Mais lorsque Julien avait quatorze ans, on commença à bâtir à Verrières une église, que l’on peut appeler magnifique pour une aussi petite ville. Il y avait surtout quatre colonnes de marbre dont la vue frappa Julien; elles devinrent célèbres dans le pays, par la haine mortelle qu’elles suscitèrent entre le juge de paix et le jeune vicaire, envoyé de Besançon, qui passait pour être l’espion de la congrégation. Le juge de paix fut sur le point de perdre sa place, du moins telle était l’opinion commune. N’avait-il pas osé avoir un différend avec un prêtre, qui, presque tous les quinze jours, allait à Besançon, où il voyait, disait-on, Mgr l’évêque?
Sur ces entrefaites, le juge de paix, père d’une nombreuse famille, rendit plusieurs sentences qui semblèrent injustes, toutes furent portées contre ceux des habitants qui lisaient le Constitutionnel. Le bon parti triompha. Il ne s’agissait, il est vrai, que de sommes de trois ou cinq francs; mais une de ces petites amendes dot être payée par un cloutier, parrain de Julien. Dans sa colère cet homme s’écriait: Quel changement! et dire que, depuis plus de vingt ans, le juge de paix passait pour un si honnête homme! Le chirurgien-major, ami de Julien, était mort.
Tout à coup Julien cessa de parler de Napoléon; il annonça le projet de se faire prêtre, et on le vit constamment, dans la scie de son père, occupé à apprendre par coeur une bible latine que le curé lui avait prêtée. Ce bon vieillard, émerveillé de ses progrès, passait des soirées entières à lui enseigner la théologie. Julien ne faisait paraître devant lui que des sentiments pieux. Qui eût pu deviner que cette figure de jeune fille, si pâle et si douce cachait la ré solution inébranlable de s’exposer à mille morts plutôt que de ne pas faire fortune?
Pour Julien, faire fortune, c’était d’abord sortir de Verrières; il abhorrait sa patrie. Tout ce qu’il y voyait glaçait son imagination.
Dès sa première enfance, il avait eu des moments d’exaltation. Alors il songeait avec délices qu’un jour il serait présenté aux jolies femmes de Paris; il saurait attirer leur attention par quelque action d’éclat. Pourquoi ne serait-il pas aimé de l’une d’elles, comme Bonaparte pauvre encore, avait été aimé de la brillante Mme de Beauharnais? Depuis bien des années, Julien ne passait peut-être pas une heure de sa vie, sans se dire que Bonaparte, lieutenant obscur et sans fortune, s’était fait le maître du monde avec son épée. Cette idée le consolait de ses malheurs qu’il croyait grands, et redoublait sa joie quand il en avait.

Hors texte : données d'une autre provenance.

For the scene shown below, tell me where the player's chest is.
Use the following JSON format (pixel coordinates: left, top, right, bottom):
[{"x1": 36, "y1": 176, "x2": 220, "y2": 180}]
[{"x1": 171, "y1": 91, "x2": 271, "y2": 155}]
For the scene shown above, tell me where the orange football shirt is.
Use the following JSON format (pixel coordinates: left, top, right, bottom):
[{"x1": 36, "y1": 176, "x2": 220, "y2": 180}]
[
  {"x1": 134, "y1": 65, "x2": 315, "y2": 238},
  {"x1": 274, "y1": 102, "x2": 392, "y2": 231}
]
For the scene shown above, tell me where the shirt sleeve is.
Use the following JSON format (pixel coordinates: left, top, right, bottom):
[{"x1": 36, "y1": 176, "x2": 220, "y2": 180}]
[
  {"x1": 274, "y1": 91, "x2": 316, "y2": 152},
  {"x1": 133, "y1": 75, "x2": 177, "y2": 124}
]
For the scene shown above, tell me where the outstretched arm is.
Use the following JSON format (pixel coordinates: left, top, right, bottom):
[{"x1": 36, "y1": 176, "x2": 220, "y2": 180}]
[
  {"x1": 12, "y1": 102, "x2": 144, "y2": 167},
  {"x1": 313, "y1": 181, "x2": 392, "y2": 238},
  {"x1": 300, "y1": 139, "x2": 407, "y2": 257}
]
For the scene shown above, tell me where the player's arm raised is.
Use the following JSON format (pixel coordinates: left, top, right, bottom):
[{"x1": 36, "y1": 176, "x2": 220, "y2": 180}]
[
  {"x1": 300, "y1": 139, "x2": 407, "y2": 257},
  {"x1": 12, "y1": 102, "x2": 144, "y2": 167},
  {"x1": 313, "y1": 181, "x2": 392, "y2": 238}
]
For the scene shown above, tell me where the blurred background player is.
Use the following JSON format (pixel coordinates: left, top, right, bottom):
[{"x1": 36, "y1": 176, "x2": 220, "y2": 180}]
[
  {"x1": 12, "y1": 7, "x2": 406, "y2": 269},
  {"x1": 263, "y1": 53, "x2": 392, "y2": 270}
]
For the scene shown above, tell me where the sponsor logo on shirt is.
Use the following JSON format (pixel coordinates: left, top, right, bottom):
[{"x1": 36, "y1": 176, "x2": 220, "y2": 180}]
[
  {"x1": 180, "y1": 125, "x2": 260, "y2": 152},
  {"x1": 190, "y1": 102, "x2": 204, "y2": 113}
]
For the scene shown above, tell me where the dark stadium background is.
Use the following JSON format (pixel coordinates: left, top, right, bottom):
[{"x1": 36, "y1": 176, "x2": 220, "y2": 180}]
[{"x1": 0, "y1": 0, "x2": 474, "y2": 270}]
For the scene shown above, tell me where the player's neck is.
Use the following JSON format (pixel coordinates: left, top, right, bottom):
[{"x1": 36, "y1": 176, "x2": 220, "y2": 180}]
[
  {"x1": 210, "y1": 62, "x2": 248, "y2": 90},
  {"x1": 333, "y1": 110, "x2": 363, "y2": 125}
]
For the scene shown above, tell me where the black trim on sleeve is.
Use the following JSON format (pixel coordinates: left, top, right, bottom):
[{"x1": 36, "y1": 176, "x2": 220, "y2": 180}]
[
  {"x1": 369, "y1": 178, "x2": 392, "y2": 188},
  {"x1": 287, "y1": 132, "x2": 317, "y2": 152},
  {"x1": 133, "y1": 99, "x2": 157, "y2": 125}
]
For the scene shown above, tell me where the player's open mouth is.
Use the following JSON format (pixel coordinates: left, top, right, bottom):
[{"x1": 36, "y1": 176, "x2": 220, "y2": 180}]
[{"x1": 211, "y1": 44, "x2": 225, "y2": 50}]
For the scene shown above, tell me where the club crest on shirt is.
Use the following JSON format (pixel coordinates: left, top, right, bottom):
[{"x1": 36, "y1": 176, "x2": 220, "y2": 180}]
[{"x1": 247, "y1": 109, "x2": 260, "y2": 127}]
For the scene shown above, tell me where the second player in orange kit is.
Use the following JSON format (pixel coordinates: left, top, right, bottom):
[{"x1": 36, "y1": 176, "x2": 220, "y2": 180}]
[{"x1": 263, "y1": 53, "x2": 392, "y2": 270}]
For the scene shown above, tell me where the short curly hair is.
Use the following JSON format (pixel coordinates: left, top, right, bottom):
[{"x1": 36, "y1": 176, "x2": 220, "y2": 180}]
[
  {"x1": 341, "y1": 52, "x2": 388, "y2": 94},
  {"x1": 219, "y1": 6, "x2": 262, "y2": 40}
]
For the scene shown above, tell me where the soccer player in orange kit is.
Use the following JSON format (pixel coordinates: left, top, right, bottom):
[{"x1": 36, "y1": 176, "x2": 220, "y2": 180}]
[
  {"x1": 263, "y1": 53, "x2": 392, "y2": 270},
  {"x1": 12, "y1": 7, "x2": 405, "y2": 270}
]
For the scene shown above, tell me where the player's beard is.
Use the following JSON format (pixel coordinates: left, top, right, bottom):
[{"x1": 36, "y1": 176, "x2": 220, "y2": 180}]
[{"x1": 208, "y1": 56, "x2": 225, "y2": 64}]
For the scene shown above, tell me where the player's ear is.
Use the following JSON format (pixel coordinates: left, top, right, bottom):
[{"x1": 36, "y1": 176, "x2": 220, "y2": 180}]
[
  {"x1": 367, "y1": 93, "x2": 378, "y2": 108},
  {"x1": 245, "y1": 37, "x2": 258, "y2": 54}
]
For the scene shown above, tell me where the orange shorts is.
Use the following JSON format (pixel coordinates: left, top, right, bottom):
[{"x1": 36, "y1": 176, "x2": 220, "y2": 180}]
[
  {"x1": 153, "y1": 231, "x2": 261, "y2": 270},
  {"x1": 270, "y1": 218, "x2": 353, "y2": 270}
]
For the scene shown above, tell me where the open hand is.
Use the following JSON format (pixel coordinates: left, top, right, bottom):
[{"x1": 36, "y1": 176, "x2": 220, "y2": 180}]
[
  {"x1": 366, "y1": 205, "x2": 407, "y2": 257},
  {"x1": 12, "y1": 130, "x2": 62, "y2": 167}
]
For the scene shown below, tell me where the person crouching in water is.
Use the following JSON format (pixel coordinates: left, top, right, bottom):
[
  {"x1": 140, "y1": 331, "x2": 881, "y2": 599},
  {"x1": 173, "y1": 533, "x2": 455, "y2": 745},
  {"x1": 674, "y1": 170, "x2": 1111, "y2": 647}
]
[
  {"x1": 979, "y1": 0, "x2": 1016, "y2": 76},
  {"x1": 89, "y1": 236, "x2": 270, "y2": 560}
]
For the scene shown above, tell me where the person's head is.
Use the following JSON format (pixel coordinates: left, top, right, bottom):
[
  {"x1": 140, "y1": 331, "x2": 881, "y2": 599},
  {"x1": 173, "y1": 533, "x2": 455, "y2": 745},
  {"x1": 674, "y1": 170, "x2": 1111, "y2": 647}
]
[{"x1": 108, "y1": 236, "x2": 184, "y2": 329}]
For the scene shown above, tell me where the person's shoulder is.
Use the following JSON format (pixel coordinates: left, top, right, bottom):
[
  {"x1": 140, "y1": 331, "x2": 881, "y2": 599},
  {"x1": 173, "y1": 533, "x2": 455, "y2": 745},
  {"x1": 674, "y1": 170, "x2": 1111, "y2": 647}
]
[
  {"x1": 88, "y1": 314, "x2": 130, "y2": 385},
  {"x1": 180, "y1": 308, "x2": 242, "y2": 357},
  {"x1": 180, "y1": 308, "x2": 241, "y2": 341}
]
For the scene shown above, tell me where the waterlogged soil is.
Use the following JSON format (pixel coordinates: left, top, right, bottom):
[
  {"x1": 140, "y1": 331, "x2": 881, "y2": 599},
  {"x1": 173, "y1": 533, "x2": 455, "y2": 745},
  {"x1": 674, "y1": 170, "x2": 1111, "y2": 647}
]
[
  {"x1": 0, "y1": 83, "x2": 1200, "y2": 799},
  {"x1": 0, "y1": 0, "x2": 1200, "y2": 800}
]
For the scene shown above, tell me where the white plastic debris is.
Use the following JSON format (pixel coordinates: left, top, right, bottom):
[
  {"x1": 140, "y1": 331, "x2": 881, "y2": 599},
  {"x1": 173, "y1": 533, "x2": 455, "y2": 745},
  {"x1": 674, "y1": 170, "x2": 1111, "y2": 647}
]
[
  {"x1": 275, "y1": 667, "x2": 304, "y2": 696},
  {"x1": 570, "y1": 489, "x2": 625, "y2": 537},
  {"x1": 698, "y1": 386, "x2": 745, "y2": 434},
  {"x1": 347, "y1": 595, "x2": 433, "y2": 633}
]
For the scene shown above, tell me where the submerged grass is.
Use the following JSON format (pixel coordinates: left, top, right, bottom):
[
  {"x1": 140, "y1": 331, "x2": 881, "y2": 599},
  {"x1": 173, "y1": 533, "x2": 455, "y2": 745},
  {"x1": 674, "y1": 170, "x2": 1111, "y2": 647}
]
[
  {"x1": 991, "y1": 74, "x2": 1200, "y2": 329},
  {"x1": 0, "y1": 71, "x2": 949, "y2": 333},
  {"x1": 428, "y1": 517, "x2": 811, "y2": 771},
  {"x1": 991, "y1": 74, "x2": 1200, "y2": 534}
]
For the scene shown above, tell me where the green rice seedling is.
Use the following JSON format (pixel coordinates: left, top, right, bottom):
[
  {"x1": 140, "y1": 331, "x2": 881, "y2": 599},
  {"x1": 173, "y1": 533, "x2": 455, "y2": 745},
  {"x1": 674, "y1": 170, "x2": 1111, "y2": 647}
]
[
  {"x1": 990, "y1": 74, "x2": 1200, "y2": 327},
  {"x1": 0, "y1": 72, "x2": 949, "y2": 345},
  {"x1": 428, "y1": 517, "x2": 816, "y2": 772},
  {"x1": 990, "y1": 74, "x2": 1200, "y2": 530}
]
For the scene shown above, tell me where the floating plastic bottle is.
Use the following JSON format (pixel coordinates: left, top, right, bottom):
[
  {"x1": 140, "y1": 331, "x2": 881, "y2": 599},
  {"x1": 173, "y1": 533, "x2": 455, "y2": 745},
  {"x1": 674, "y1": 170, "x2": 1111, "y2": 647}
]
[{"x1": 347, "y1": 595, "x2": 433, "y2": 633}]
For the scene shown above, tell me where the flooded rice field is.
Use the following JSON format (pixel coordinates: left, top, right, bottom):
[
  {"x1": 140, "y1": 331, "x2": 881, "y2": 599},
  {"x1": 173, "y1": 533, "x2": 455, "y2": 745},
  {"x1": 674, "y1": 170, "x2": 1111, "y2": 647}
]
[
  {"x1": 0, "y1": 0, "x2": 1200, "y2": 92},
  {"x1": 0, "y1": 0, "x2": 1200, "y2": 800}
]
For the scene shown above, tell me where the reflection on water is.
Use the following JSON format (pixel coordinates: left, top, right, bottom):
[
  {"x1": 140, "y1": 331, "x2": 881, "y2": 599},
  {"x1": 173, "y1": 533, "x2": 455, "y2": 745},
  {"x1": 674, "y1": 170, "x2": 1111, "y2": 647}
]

La construction de l’église et les sentences du juge de paix l’éclairèrent tout à coup; une idée qui lui vint le rendit comme fou pendant quelques semaines, et enfin s’empara de lui avec la toute-puissance de la première idée qu’une âme passionnée croit avoir inventée.
Quand Bonaparte fit parler de lui la France avait peur d’être envahie; le mérite militaire était nécessaire et à la mode. Aujourd’hui, on voit des prêtres, de quarante ans, avoir cent mille francs d’appointements, c’est-à-dire trois fois autant que les fameux généraux de division de Napoléon. Il leur faut des gens qui les secondent. Voilà ce juge de paix, si bonne tête, si honnête homme jusqu’ici, si vieux, qui se déshonore par crainte de déplaire à un jeune vicaire de trente ans. Il faut être prêtre.
Une fois, au milieu de sa nouvelle piété, il y avait déjà deux ans que Julien étudiait la théologie, il fut trahi par une irruption soudaine du feu qui dévorait son âme. Ce fut chez M. Chélan à un dîner de prêtres auquel le bon curé l’avait présenté comme un prodige d’instruction, il lui arriva de louer Napoléon avec fureur. Il se lia le bras droit contre la poitrine prétendit s’être disloqué le bras en remuant un tronc de sapin, et le porta pendant deux mois dans cette position gênante. Après cette peine afflictive, il se pardonna. Voilà le jeune homme de dix-neuf ans, mais faible en apparence, et à qui l’on en eût tout au plus donné dix-sept, qui, portant un petit paquet sous le bras, entrait dans la magnifique église de Verrières.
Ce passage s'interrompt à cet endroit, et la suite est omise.